We pointed out that the generally studied scenarios, which lack more knowledge of the sources, intended to limit the number of free parameters, have a common drawback of assuming that all the sources have essentially the same parameters. As a matter of fact, we only studied standardized models, where all sources have the same composition and the same maximum energies. Although this allowed us to investigate the range of features that could be expected from a high-statistics, full-sky coverage UHECR detector in the future, the actual situation is most certainly more complicated, with some sources able to accelerate protons up to higher energies than others, so that a small, but crucial fraction of protons may still be present at high energy, even if the UHECRs turn out to be dominated by heavy nuclei, with smaller rigidities. A hint as to how this could modify our results has been given through study of pure-Fe models, which are characterized by a subdominant component of (secondary) protons. Qualitatively, it is clear that such more realistic models can only produce UHECR skies where more significant anisotropies can be detected and where individual sources can be identified with more precision, thanks to the possible existence of small angular scale multiplets, which are fully compatible with the current constraints derived from low-statistics data sets. Therefore, the situations considered here are in this respect conservative. A more exhaustive study of these more realistic astrophysical models, where different sources may have different values of Emax,p, is left for future work.

We also note that the tools presented in this paper can easily be applied to a wider variety of astrophysical scenarios, including those involving bursting sources, which have been left aside in the present study.

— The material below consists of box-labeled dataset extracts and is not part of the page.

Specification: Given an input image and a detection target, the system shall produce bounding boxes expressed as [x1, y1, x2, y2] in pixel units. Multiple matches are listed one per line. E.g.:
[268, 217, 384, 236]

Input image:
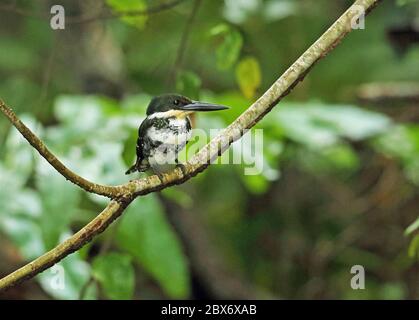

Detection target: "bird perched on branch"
[125, 94, 228, 179]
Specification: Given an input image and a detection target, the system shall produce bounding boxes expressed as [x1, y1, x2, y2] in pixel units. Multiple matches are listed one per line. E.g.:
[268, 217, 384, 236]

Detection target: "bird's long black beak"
[179, 101, 228, 111]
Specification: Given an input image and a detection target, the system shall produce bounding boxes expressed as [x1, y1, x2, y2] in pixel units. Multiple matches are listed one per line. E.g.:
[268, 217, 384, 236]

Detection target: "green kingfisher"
[125, 94, 228, 179]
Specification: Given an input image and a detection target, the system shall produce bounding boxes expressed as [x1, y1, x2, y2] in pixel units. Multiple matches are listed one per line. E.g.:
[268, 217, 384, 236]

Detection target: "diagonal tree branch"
[0, 0, 381, 291]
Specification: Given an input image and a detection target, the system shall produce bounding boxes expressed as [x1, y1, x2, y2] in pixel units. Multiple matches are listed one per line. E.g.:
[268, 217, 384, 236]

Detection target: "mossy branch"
[0, 0, 381, 291]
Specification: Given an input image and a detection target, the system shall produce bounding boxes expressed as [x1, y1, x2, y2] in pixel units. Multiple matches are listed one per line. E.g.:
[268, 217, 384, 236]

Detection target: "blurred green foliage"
[0, 0, 419, 299]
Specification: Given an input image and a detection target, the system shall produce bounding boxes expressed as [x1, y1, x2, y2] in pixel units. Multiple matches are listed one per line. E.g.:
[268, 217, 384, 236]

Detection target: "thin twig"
[0, 0, 381, 291]
[0, 198, 132, 291]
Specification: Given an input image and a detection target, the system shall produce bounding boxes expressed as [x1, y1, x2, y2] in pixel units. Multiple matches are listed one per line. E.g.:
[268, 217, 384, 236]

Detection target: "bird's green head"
[147, 94, 228, 116]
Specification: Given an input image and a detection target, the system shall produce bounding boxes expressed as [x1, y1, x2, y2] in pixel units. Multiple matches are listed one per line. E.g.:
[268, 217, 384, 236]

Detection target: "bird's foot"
[156, 172, 164, 183]
[176, 162, 187, 176]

In this paper, we have used the JEM-EUSO performances as a reference for a future, large-exposure detector. This allowed us to be definite regarding the detection efficiency, which will most probably depend on energy for such large detectors. However, this choice is by no means limitative. Any other detector achieving the same exposure and performances (or better), would be equally (or more) suitable to write the next page of the long history of UHECR detection and cosmic ray studies. We made sure, however, that our results would properly apply to detectors with the somewhat lower performances that can be achieved in space (at least for a first generation of instruments). Indeed, a detector with a degraded precision on the reconstructed energy will attribute a given energy to a substantial number of events which are in reality less energetic. This so-called spill-over is asymmetric, owing to the steeply decreasing energy spectrum. Now, since lower energy events come from sources which are distributed over a larger volume than high-energy events, as a consequence of the GZK effect, a degraded energy resolution tends to degrade the anisotropy signal that can be detected at a given energy. To protect ourselves against a possible misinterpretation of our results as a consequence of this problem, we decided to apply to all the data sets generated in this study a (hopefully) conservative error on the energy reconstruction of 30%. In the case of a future detector with better energy resolution, the anisotropy signals to be expected can thus only be more significant than those presented here.

In conclusion, our results give strength to the general idea that a gain of about one order of magnitude in the total exposure of UHECR detectors would make a significant difference compared to what exists and allow considerable progress in the study of these mysterious particles, whose sources are still unknown and which challenge both the particle acceleration scenarios in the universe and the astrophysical modeling of the sources. The very likely detection of significant anisotropies (as made quantitative by our study) means that, for the first time, a situation could be reached in which it becomes useful (because meaningful) to study different regions of the sky separately, dominated by different UHECR sources. Further astrophysical information about the UHECR sources and acceleration processes could, for instance, be obtained by comparing the fluxes and spectra obtained in different regions of the sky and studying particular patterns in the UHECR energy/arrival direction space. These aspects of the problem have not been addressed here, since we focused on the first key question of anisotropies, but they should be investigated in future works.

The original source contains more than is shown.